Per soddisfare l’onere di produzione di cui all’art. 369 c.p.c., comma 2°, n. 4, dovrebbe teoricamente essere sufficiente la produzione dei fascicoli di parte dei gradi precedenti, contenenti i documenti e i contratti di cui parla la norma; tuttavia, è stato siglato nel 2015 un protocollo d’intesa tra la Corte di Cassazione e il Consiglio Nazionale Forense sulle regole redazionali dei ricorsi, protocollo nel quale è raccomandato di allegare al ricorso, in un apposito fascicoletto che andrà ad aggiungersi quindi all’allegazione dei fascicoli di parte dei precedenti gradi di giudizio, gli atti ed i documenti di cui al 369, 2° comma n. 4 c.p.c..
Il protocollo si può trovare la seguente indirizzo “http://www.cortedicassazione.it/cassazione-resources/resources/cms/documents/2015_ProtocolloIntesa_CSC_CNF.pdf”.
Non è propriamente corretto affermare che si può pretendere l’allegazione del fascicolo di primo grado in appello, dal momento che è la legge che prevede come obbligatorio tale incombente a carico della cancelleria della Corte d’Appello (art. 347 c.p.c.).

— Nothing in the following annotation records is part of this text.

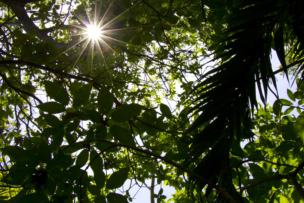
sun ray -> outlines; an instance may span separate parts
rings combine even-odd
[[[136,5],[136,4],[138,4],[140,2],[140,1],[139,1],[138,2],[137,2],[137,3],[136,3],[135,4],[134,4],[133,5],[132,5],[132,6],[131,6],[131,7],[130,7],[130,8],[129,8],[129,9],[127,9],[127,10],[126,10],[125,11],[124,11],[122,13],[120,14],[119,14],[119,15],[118,15],[118,16],[116,16],[116,17],[115,17],[115,18],[113,18],[113,19],[112,19],[112,20],[111,20],[110,21],[109,21],[109,22],[108,22],[108,23],[106,23],[106,24],[105,24],[105,25],[104,25],[103,26],[101,26],[102,29],[104,27],[105,27],[106,26],[108,25],[110,23],[111,23],[113,20],[115,20],[116,18],[118,18],[118,17],[119,17],[119,16],[121,16],[122,15],[123,15],[123,14],[124,13],[125,13],[126,12],[128,11],[131,9],[132,8],[132,7],[133,7],[133,6],[135,6],[135,5]]]

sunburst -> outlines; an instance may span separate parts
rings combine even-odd
[[[86,25],[87,28],[84,29],[85,33],[89,39],[96,40],[102,36],[102,30],[98,25],[89,24]]]

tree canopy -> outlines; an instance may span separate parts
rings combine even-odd
[[[0,2],[0,202],[304,202],[304,2]]]

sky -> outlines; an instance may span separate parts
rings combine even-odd
[[[272,50],[272,52],[271,62],[273,70],[274,71],[275,71],[278,70],[279,68],[280,63],[275,51],[273,50]],[[189,76],[191,77],[191,76]],[[293,81],[294,78],[292,78],[291,79],[290,76],[289,77],[290,78],[289,80],[291,81],[290,85],[286,77],[281,75],[279,73],[278,73],[275,75],[275,77],[277,79],[277,86],[278,93],[278,96],[279,98],[280,99],[285,99],[290,100],[287,94],[287,89],[288,88],[291,90],[293,92],[294,92],[296,90],[296,85],[295,84],[295,82],[293,86],[291,87],[291,83],[292,83],[292,82]],[[189,80],[191,80],[189,79]],[[180,83],[180,85],[181,85],[181,84]],[[273,85],[271,85],[270,86],[270,87],[271,88],[274,92],[275,92],[275,89]],[[178,89],[177,90],[177,91],[179,90],[181,91],[182,90],[180,88],[179,88],[178,86],[177,87],[178,88]],[[256,94],[257,96],[259,95],[257,86],[256,87],[256,89],[257,91]],[[262,101],[262,100],[258,96],[257,99],[258,102],[263,105],[263,102]],[[267,103],[269,103],[271,106],[272,106],[276,100],[277,98],[276,97],[273,95],[271,92],[268,91],[267,97]],[[174,106],[175,105],[174,104],[172,103],[172,104],[171,106]],[[285,109],[287,108],[287,107],[285,108]],[[284,111],[284,110],[285,109],[283,109],[283,110]],[[295,109],[293,111],[292,113],[294,114],[296,117],[297,117],[297,115],[299,115],[299,114],[297,112]],[[242,145],[244,146],[247,143],[243,144],[244,144],[244,145]],[[133,182],[134,182],[134,181]],[[149,180],[148,181],[147,181],[146,183],[148,186],[150,186],[151,185],[150,180]],[[127,180],[126,181],[126,183],[125,183],[126,186],[130,185],[130,180]],[[175,191],[174,188],[170,187],[168,186],[164,186],[163,184],[163,181],[162,183],[162,185],[161,185],[161,187],[164,190],[164,192],[163,194],[165,195],[167,197],[167,198],[166,199],[166,201],[167,201],[169,199],[172,198],[172,197],[171,195],[174,194]],[[160,188],[161,186],[160,185],[158,185],[156,186],[154,189],[154,193],[157,194],[160,190]],[[134,186],[130,190],[129,192],[131,197],[133,197],[133,196],[137,192],[139,189],[139,187],[138,187]],[[156,199],[155,200],[155,202],[156,202]],[[139,191],[137,192],[135,197],[135,198],[133,199],[132,202],[132,203],[142,203],[143,202],[150,202],[150,190],[147,188],[143,187],[141,188]]]

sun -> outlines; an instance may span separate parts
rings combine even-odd
[[[87,28],[84,30],[85,34],[89,39],[98,40],[102,36],[102,28],[96,25],[89,24],[86,25]]]

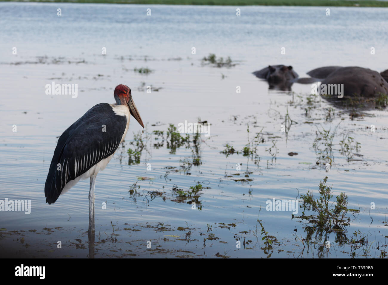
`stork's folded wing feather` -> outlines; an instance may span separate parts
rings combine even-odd
[[[59,137],[45,186],[46,201],[56,201],[65,185],[82,175],[119,146],[126,125],[125,116],[106,103],[95,105]]]

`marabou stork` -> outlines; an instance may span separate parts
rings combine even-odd
[[[90,177],[89,230],[94,232],[94,185],[124,140],[132,115],[144,128],[132,98],[130,88],[120,84],[114,89],[116,103],[92,107],[69,126],[58,140],[45,185],[46,202],[55,203],[80,179]]]

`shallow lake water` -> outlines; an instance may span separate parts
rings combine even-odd
[[[333,7],[330,16],[326,9],[0,3],[0,200],[31,201],[29,214],[0,212],[2,254],[89,256],[88,180],[50,205],[44,184],[58,137],[94,105],[113,103],[123,83],[146,124],[144,147],[139,161],[130,157],[142,130],[132,118],[97,176],[94,257],[386,257],[388,112],[338,109],[311,96],[310,85],[268,90],[251,74],[278,64],[301,77],[326,66],[388,68],[386,9]],[[210,53],[236,65],[203,64]],[[140,68],[151,72],[134,71]],[[46,95],[52,81],[77,84],[77,97]],[[185,121],[207,121],[210,135],[189,134],[171,148],[170,125]],[[313,145],[337,126],[327,170]],[[349,159],[340,145],[348,133],[360,146]],[[256,135],[255,153],[244,155]],[[227,145],[236,152],[222,153]],[[326,176],[331,200],[343,192],[348,208],[359,210],[348,212],[342,232],[352,244],[335,231],[308,237],[311,223],[266,210],[268,200],[300,200],[309,190],[317,198]],[[197,197],[185,197],[199,184]]]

La citata sentenza n. 22726 /2011 riguarda, in realtà, lo specifico processo tributario e non quello civile generale, tuttavia essa ribadisce il concetto sopra già esposto secondo il quale esiste una norma del codice di rito (369 c.p.c.) che impone che il fascicolo d’ufficio venga depositato in appello, senza che in merito vi sia alcun onere del ricorrente: “la parte ricorrente non è onerata, a pena di improcedibilità ed ex art. 369, comma 2, n. 4 c.p.c., della produzione del proprio fascicolo e per esso di copia autentica degli atti e documenti ivi contenuti, poiché detto fascicolo è già acquisito a quello d'ufficio di cui abbia domandato la trasmissione alla S.C. ex art. 369, comma 3, c.p.c.” (Cass. N. 22726/2011 citata).